[HN Gopher] Show HN: Minimax - A Compressed-First, Microcoded RI...
       ___________________________________________________________________
        
       Show HN: Minimax - A Compressed-First, Microcoded RISC-V CPU
        
       RISC-V's compressed instruction (RVC) extension is intended as an
       add-on to the regular, 32-bit instruction set, not a replacement or
       competitor. Its designers intended RVC instructions to be expanded
       into regular 32-bit RV32I equivalents via a pre-decoder.  What
       happens if we explicitly architect a RISC-V CPU to execute RVC
       instructions, and "mop up" any RV32I instructions that aren't
       convenient via a microcode layer? What architectural optimizations
       are unlocked as a result?  "Minimax" is an experimental RISC-V
       implementation intended to establish if an RVC-optimized CPU is, in
       practice, any simpler than an ordinary RV32I core with pre-decoder.
       While it passes a modest test suite, you should not use it without
       caution. (There are a large number of excellent, open source,
       "little" RISC-V implementations you should probably use reach for
       first.)
        
       Author : gsmecher
       Score  : 103 points
       Date   : 2022-11-01 15:41 UTC (7 hours ago)
        
 (HTM) web link (github.com)
 (TXT) w3m dump (github.com)
        
       | thrtythreeforty wrote:
       | This is very impressive, especially the performance per LUT! Did
       | I overlook frequency spec on a given target or did you not
       | specify?
       | 
       | Will the execute stage pipeline effectively to reach higher
       | f_max? (Of course there will be a small logic penalty, and a
       | larger FF penalty, but the core is small enough that it would
       | probably be tolerable.) Or is the core's whole architecture
       | predicated on a two stage design?
        
         | gsmecher wrote:
         | This core is targeted at "smaller-is-better" applications with
         | few actual instruction-throughput requirements.
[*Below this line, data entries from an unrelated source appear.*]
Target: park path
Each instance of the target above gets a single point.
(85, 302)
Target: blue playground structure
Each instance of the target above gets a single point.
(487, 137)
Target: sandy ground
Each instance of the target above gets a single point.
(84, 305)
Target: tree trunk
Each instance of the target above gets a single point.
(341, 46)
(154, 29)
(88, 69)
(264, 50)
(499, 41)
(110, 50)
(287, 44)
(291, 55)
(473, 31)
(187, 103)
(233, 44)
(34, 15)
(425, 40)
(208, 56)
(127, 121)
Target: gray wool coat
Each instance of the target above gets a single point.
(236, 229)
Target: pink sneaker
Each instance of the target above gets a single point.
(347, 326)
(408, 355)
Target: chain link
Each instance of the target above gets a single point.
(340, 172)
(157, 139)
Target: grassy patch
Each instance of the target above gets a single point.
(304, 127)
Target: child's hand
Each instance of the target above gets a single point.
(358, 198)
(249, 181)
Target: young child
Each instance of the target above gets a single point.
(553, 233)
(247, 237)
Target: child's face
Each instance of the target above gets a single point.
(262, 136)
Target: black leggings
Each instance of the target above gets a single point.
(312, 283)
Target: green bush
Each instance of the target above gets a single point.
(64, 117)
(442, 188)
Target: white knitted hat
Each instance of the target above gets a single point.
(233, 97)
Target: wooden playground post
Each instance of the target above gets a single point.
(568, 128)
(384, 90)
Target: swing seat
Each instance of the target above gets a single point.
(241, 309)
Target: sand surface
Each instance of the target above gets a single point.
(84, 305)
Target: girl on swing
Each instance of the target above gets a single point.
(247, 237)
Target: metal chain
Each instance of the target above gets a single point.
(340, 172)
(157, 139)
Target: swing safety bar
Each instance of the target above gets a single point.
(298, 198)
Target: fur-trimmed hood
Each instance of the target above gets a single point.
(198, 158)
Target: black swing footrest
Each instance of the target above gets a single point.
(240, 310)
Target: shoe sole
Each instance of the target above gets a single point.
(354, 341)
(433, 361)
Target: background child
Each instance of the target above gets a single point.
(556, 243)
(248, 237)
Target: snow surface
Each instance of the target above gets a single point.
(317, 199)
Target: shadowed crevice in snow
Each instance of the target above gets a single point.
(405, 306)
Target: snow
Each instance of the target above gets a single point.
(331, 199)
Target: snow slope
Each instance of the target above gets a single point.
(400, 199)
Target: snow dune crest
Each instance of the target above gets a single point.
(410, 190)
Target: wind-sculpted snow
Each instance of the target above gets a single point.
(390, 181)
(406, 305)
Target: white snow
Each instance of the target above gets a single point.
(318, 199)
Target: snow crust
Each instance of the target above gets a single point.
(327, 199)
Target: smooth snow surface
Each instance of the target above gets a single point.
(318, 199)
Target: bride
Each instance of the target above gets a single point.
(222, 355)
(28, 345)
If it reaches
         | 200 MHz on a Xilinx KU060, I will be delighted. (That specific
         | clock frequency on that specific part carries heavy hints about
         | what this core is intended for.)
         | 
         | With that in mind: the single instruction-per-clock design is
         | for simplicity's sake, not performance's sake. If the execution
         | stage were pipelined, it'd be a different core. If performance
         | is the goal, I'd start by ripping out some of the details that
         | distinguish this core from other (excellent) RISC-V cores.
        
           | varispeed wrote:
           | KU060 costs a nice sum of PS4,529.10 on Mouser (out of stock
           | of course)
        
             | Teknoman117 wrote:
             | > out of stock of course
             | 
             | I picked probably the worst time imaginable to get into
             | FPGAs. All of my "higher" end stuff is repurposed mining
             | hardware...
        
           | thatcherc wrote:
           | > 200 MHz on a Xilinx KU060
           | 
           | > (That specific clock frequency on that specific part
           | carries heavy hints about what this core is intended for.)
           | 
           | Fun clue! Looks like the Xilinx KU060 is a rad-hard FPGA for
           | space applications. Does anyone know what 200 MHz might
           | imply? Comms maybe?
        
           | gaudat wrote:
           | Poor man's Tile64?
        
       | cmrdporcupine wrote:
       | This is very nice. A couple years ago I was playing around with a
       | hobby project I was dubbing "Retro-V" which was to be a RISC-V
       | core tied to a 1980s-style display processor and keyboard/mouse
       | input on a small FGPA and 512k or 1MB or so of SRAM. I was using
       | PicoRV32 for that, but this would have been be far better.
        
         | drh wrote:
         | Sounds interesting! What were you using for the display
         | processor?
        
           | cmrdporcupine wrote:
           | I was hand-rolling my own. I had it doing a basic 640x480
           | buffer with some basic character generation and sprite
           | support & HDMI/DVI output
           | 
           | These days I'd probably consider forking my friend Randy's
           | C64 VICII implementation (VIC-II Kawari) and just expand
           | framebuffer size, sprites, colours, etc, since he put so much
           | work into it.
           | 
           | It was a lot of fun, but I got stalled on the SD card
           | interface. That was more complexity than I felt with dealing
           | at that point. And I was working at Google at the time and so
           | they owned all my thoughts and deeds and going through the
           | open sourcing process for it would have been a hassle. If I
           | wasn't hunting for work and needing to make $$ right now, I'd
           | pick it up again maybe? Was more of a verilog learning
           | process.
        
         | gsmecher wrote:
         | PicoRV32 and FemtoRV32 are both excellent, conventional RISC-V
         | implementations, and are more complete and proven than Minimax.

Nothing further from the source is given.